To understand why the $\tilde {P}_l$ term for $f_r$ changes sign after some distance downstream, let us take a closer look at its composition. Baj & Buxton (Reference Baj and Buxton2017) defined the term as $\tilde {P}_l = -\sum _m \overline {\tilde {u}^m_i \tilde {u}^l_j} ({\partial \overline {u}_i}/{\partial x_j})$, where $m$ can be any coherent mode selected in the reduced-order representation of the flow including the $l_{th}$ mode. Assuming that the velocity components of the different modes are uncorrelated, i.e. $\overline {\tilde {u}^l_i \tilde {u}^m_j} \approx 0$ for any $l \neq m$, we can say that $\tilde {P}_l \approx -\overline {\tilde {u}^l_i \tilde {u}^l_j} ({\partial \overline {u}_i}/{\partial x_j})$. Next, we can show that the transverse gradient of the streamwise velocity (${\partial \bar {u}}/{\partial y}$) is an order of magnitude stronger than the other gradients, at least in the tip shear layer region. So we can further approximate the term as $\tilde {P}_l \approx -\overline {\tilde {u}^l \tilde {v}^l} ({\partial \bar {u}}/{\partial y})$. In figure 17(a) we show the $\tilde {P}_l$ (without any approximation) field for $f_r$. As can be expected, $\tilde {P}_l$ is concentrated only in the tip shear layer region and the ‘$\boldsymbol {+}$’ sign shows the location where the term changes sign, i.e. the location of the onset of wake recovery ($x_{wr}$). Figure 17(b) shows the $\tilde {P}_l$ field only with the dominant term ($-\overline {\tilde {u}^l \tilde {v}^l} ({\partial \bar {u}}/{\partial y})$) and it looks almost exactly similar to figure 17(a), hence justifying the approximation.

Figure 17.

(a) Mean flow production term ($\tilde {P}_l$) of $f_r$ for $\lambda =6$, (b) shows the leading term of $\tilde {P}_l$. The ‘$\boldsymbol {+}$’ sign marks the location of the sign change.
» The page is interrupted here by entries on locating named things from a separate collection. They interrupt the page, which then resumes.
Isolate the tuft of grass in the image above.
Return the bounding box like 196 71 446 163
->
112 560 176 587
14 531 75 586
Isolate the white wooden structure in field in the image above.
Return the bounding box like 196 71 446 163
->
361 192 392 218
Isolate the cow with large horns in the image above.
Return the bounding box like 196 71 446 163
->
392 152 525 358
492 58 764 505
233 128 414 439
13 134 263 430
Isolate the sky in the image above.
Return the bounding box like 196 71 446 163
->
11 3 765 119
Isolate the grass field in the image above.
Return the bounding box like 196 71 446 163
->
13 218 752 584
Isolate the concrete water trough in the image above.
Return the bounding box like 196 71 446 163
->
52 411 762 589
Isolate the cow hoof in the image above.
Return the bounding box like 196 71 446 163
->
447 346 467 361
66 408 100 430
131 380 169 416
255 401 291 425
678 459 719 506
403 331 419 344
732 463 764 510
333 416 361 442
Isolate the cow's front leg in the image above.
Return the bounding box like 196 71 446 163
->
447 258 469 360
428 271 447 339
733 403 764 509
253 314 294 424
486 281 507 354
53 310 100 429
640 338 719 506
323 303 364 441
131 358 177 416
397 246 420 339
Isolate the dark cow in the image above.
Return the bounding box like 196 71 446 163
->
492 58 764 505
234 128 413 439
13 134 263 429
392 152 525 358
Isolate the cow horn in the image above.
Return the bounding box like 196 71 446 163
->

Now, ${\partial \bar {u}}/{\partial y}$ is always positive in the tip shear layer region. The observed change of sign in $\tilde {P}_l$ thus requires a change in the nature of correlation (negative to positive) between the streamwise and transverse velocity components of $f_r$. This is similar to the observation of Lignarolo et al. (Reference Lignarolo, Ragni, Scarano, Ferreira and Van Bussel2015) for a two-bladed turbine. They argued that the net transport of kinetic energy towards the wake centreline (the component contributing to the wake recovery) due to the periodic motions can be given by the gradients of the kinetic energy flux $-\overline {\tilde {u}^l \tilde {v}^l}\bar {u}$. They further showed that at a certain distance downstream, the orientation/inclination of the tip vortex pair undergoing merging with respect to the streamwise direction changed from negative (${<}90^\circ$) to positive (${>}90^\circ$), resulting in a change in the correlation between the streamwise and transverse velocity component (see figure 17 of Lignarolo et al. Reference Lignarolo, Ragni, Scarano, Ferreira and Van Bussel2015). From figure 1 here and also from supplementary video 2 of Biswas & Buxton (Reference Biswas and Buxton2024), we can see that for $\lambda =6$, the vortex triplet, undergoing merger, changes its inclination at $x/D \approx 1.5$. Consequently, we observe a sign change in the $\tilde {P}_l$ term for $f_r$ at $x/D \approx 1.5$ for $\lambda =6$.